Get distinct count of values in single row in Pyspark DataFrame-CodePudding

I'm trying to split comma separated values in a string column to individual values and count each individual value.

The data I have is formatted as such:

 -------------------- 
|                tags|
 -------------------- 
|cult, horror, got...|
|            violence|
|            romantic|
|inspiring, romant...|
|cruelty, murder, ...|
|romantic, queer, ...|
|gothic, cruelty, ...|
|mystery, suspense...|
|            violence|
|revenge, neo noir...|
 --------------------

And I want the result to look like

 -------------------- ----- 
|                tags|count|
 -------------------- ----- 
|cult                |    4|
|horror              |   10|
|goth                |    4|
|violence            |   30|
...

The code I've tried that hasn't worked is below:

data.select('tags').groupby('tags').count().show(10)
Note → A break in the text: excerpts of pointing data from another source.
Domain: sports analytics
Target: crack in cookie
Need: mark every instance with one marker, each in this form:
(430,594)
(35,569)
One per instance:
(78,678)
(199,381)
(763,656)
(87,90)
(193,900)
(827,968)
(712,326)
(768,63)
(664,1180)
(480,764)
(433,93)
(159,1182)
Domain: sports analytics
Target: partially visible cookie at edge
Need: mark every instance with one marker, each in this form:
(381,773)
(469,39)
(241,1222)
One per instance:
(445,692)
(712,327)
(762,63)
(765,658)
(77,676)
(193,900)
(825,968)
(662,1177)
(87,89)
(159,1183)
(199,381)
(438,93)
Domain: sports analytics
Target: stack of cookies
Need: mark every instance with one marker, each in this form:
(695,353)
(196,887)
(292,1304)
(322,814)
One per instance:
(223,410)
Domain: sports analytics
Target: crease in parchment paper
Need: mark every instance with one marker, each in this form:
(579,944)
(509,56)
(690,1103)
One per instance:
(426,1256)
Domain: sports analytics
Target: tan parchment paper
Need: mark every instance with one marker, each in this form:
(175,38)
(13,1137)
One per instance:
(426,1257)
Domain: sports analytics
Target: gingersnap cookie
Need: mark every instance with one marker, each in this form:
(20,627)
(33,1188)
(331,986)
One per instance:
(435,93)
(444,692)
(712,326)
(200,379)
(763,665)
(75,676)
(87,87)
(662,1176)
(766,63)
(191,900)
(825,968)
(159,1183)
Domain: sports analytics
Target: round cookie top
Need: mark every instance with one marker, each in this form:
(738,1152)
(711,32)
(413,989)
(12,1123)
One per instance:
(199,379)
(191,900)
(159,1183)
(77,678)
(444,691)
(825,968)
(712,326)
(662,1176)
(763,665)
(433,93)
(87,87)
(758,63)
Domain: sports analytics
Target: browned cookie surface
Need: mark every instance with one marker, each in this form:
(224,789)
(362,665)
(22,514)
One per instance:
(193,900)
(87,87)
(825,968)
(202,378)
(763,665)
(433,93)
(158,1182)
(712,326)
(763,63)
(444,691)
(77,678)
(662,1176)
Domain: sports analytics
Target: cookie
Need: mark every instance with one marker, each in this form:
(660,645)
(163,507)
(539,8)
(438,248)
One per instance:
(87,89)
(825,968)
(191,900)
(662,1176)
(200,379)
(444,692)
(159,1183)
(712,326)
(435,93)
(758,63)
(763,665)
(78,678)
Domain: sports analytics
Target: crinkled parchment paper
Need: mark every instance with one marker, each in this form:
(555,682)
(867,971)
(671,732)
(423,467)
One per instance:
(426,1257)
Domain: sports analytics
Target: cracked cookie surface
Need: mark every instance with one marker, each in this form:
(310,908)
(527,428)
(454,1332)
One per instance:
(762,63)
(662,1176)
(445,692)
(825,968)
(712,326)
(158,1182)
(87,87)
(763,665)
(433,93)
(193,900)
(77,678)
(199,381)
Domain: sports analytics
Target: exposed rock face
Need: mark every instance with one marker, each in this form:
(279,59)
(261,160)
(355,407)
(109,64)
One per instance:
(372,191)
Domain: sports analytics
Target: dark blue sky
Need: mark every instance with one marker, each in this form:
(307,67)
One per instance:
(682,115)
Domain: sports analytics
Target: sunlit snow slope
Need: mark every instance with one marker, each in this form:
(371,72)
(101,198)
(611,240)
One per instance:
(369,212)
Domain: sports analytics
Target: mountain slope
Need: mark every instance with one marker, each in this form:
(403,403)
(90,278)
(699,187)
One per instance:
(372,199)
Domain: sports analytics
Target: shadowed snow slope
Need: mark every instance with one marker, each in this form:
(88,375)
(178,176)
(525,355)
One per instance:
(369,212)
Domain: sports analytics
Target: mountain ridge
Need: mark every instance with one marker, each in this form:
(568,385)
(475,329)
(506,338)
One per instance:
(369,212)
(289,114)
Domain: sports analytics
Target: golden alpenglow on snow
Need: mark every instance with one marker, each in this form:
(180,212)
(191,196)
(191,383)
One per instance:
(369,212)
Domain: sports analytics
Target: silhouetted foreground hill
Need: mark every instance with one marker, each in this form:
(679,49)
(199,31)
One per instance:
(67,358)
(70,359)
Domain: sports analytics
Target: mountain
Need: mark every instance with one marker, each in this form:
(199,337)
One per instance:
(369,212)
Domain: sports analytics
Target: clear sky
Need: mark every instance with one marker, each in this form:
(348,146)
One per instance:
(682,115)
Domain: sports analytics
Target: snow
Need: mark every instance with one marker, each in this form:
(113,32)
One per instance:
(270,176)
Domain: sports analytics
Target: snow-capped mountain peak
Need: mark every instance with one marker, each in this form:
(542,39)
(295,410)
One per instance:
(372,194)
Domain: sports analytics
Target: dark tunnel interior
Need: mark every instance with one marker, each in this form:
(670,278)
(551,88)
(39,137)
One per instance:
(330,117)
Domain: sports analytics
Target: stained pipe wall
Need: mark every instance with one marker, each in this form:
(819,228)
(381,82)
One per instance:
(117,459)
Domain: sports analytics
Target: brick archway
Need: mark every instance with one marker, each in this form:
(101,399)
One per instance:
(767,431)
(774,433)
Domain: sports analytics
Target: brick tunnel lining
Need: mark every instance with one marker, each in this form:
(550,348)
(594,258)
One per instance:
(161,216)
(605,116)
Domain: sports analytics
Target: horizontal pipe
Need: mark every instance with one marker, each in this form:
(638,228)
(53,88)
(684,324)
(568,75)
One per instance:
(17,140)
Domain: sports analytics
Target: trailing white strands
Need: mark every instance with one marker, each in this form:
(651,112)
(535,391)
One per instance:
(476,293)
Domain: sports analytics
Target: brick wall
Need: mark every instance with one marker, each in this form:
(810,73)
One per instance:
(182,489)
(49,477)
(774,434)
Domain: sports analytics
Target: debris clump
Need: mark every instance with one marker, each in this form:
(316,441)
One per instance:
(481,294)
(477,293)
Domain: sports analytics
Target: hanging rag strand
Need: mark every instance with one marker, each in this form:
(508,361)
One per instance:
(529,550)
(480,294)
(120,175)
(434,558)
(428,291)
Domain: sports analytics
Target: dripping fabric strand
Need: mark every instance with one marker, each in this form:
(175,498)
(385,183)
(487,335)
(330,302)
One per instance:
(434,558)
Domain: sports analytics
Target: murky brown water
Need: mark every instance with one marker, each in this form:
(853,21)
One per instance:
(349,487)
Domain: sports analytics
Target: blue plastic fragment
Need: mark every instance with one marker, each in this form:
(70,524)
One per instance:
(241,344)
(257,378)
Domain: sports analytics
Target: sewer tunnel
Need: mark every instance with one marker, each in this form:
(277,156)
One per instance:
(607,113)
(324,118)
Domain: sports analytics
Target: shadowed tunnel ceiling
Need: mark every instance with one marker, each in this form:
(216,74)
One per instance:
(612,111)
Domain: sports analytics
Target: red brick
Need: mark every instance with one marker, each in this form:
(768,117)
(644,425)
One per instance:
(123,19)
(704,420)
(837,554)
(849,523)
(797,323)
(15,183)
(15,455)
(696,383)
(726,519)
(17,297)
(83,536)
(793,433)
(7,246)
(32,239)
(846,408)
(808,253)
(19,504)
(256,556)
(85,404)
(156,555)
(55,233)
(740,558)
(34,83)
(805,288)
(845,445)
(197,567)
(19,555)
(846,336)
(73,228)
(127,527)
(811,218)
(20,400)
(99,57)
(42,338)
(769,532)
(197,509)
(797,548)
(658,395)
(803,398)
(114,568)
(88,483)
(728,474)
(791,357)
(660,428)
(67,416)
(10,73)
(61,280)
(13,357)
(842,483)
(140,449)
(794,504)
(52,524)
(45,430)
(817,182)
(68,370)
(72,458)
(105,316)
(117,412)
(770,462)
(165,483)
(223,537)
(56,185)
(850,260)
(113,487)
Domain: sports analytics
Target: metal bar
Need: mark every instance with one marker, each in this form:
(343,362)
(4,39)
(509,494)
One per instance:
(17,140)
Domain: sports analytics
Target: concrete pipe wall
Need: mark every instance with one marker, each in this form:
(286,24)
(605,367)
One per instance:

I also used a countdistinct function which also failed to work.

I feel like I need to have a function that separates the values by comma and then lists them but not sure how to execute them.

CodePudding user response：

You can use split() to split strings, then explode(). Finally, groupby and count:

import pyspark.sql.functions as F

df = spark.createDataFrame(data=[
    ["cult,horror"],
    ["cult,comedy"],
    ["romantic,comedy"],
    ["thriler,horror,comedy"],
], schema=["tags"])

df = df \
  .withColumn("tags", F.split("tags", pattern=",")) \
  .withColumn("tags", F.explode("tags"))

df = df.groupBy("tags").count()

[Out]:
 -------- ----- 
|tags    |count|
 -------- ----- 
|romantic|1    |
|thriler |1    |
|horror  |2    |
|cult    |2    |
|comedy  |3    |
 -------- -----